Hypophosphatemic vitamin D resistant rickets.
There is both an acquired and a congenital variant. The congenital form is inherited as an X-linked dominant trait with a phenotype of stunted growth, lower limb deformities, and the absence of enamel hypoplasia in the teeth. Acquired causes include insufficient phosphate intake, renal phosphate losses due to tumors, or altered renal tubular function. The pathologic hallmark is the accumulation of hypomineralized periosteocytic lesions.

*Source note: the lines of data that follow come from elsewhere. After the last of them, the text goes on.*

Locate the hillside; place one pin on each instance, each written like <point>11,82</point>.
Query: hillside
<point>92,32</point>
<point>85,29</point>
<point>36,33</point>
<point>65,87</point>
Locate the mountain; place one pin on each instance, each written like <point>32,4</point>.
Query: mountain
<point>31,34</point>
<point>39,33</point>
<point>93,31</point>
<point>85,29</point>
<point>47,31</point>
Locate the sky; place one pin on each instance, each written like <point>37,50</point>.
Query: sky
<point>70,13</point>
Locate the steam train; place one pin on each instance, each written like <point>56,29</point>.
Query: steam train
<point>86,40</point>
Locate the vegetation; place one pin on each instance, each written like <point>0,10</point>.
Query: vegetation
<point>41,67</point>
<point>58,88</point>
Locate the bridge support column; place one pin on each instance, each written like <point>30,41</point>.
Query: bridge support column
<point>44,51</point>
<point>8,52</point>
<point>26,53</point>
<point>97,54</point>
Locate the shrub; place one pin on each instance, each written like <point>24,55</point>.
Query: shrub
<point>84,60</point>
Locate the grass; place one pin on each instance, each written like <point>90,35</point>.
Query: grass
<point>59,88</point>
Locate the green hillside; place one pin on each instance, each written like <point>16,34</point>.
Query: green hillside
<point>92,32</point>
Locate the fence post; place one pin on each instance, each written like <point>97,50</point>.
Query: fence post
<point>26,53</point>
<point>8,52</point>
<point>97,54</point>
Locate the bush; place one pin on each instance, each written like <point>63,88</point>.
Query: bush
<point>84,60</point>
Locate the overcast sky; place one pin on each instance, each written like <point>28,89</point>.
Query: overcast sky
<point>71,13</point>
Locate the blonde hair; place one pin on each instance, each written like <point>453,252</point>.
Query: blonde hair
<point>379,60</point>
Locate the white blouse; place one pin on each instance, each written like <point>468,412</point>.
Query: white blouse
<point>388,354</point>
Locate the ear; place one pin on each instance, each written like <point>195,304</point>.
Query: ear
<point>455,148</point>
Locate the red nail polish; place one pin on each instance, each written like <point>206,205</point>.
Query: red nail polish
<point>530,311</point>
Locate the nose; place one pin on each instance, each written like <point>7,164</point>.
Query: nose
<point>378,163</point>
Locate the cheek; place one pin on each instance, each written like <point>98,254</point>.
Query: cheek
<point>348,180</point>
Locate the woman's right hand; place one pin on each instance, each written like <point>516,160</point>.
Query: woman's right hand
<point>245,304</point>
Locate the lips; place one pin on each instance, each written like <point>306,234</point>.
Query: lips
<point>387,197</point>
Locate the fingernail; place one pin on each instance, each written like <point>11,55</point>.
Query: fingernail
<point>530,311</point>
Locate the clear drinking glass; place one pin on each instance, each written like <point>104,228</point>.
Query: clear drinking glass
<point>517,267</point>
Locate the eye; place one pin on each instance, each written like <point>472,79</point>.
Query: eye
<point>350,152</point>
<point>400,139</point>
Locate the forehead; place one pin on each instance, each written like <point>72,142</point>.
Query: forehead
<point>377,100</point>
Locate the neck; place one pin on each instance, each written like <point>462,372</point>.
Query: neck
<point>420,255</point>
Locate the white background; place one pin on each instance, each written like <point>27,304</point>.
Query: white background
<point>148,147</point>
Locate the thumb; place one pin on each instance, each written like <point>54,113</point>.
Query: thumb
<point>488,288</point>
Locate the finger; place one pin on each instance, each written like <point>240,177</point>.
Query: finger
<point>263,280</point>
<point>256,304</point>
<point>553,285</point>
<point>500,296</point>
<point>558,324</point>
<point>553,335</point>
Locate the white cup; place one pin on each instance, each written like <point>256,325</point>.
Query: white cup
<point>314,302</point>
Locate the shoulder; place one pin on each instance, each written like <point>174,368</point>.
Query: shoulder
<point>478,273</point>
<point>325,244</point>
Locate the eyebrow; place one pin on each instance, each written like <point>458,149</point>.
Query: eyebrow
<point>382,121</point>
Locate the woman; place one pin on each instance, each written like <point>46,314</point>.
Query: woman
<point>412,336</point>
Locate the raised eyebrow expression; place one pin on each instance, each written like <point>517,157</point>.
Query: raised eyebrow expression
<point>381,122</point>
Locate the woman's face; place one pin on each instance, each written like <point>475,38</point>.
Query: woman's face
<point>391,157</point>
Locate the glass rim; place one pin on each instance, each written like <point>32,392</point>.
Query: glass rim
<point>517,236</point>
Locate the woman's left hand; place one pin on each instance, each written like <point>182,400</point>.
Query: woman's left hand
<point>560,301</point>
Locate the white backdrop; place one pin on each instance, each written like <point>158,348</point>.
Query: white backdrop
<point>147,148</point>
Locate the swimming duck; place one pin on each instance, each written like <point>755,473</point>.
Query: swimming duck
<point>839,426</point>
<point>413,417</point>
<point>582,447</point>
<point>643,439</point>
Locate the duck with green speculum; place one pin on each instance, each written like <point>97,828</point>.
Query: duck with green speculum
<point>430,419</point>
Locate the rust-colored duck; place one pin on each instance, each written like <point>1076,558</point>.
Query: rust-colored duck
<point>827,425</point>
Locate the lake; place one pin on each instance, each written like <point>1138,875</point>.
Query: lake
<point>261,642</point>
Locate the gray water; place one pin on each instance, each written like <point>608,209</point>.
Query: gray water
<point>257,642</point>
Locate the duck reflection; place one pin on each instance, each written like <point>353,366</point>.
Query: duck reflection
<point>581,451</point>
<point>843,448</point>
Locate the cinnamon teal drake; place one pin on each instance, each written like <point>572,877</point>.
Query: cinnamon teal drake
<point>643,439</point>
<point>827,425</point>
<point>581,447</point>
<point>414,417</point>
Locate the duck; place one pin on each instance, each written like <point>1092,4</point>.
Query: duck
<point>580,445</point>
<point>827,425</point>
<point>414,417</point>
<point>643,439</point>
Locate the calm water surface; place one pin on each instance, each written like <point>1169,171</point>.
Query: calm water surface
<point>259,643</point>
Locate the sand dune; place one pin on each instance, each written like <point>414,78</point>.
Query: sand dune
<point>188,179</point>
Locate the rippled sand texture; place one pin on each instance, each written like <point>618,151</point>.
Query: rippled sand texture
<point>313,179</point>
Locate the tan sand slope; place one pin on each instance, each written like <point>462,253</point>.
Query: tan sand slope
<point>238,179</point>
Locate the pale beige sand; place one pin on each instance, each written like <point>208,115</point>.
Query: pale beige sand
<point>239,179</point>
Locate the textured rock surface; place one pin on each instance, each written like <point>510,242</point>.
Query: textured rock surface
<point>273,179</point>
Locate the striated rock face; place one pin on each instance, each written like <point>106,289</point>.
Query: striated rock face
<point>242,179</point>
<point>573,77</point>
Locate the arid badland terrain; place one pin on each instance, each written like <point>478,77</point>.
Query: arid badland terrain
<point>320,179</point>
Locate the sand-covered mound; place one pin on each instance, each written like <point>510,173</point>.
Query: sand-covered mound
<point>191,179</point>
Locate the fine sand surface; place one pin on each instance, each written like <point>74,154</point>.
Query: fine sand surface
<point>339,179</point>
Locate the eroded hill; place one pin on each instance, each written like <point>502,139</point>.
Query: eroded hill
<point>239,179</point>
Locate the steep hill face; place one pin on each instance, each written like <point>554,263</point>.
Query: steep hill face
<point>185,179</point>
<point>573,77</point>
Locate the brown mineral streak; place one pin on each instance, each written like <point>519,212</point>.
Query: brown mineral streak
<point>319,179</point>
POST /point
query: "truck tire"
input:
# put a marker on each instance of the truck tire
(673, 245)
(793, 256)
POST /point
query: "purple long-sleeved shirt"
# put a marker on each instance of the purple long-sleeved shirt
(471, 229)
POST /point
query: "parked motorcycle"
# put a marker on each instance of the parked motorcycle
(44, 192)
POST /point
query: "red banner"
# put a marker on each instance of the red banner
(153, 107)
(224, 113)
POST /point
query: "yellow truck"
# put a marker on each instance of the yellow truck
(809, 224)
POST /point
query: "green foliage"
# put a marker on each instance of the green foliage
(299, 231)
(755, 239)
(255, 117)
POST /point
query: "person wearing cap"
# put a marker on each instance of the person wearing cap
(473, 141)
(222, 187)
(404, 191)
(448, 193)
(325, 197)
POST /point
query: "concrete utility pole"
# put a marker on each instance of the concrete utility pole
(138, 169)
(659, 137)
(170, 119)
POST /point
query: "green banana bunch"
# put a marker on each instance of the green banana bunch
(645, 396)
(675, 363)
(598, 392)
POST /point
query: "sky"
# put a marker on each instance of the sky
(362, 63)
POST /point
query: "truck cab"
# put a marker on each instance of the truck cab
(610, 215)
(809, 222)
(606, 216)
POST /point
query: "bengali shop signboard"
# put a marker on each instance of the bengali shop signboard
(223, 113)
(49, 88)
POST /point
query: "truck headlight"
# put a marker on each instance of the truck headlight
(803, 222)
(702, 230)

In children aggressive phosphate replacement includes 1–3 grams elemental phosphorus per day in 4 to 5 divided doses. To avoid secondary hyperparathyroidism due to the accompanying calcium losses, 1,25 (OH)2 vitamin D3 is added at 30 to 70 ng/kg/day. In adults supplementation with 1,25 (OH)2 vitamin D3 is 1–2 mcg per day.
With aggressive phosphate supplementation and vitamin D in large doses, normal growth and adequate bone mineralization has been...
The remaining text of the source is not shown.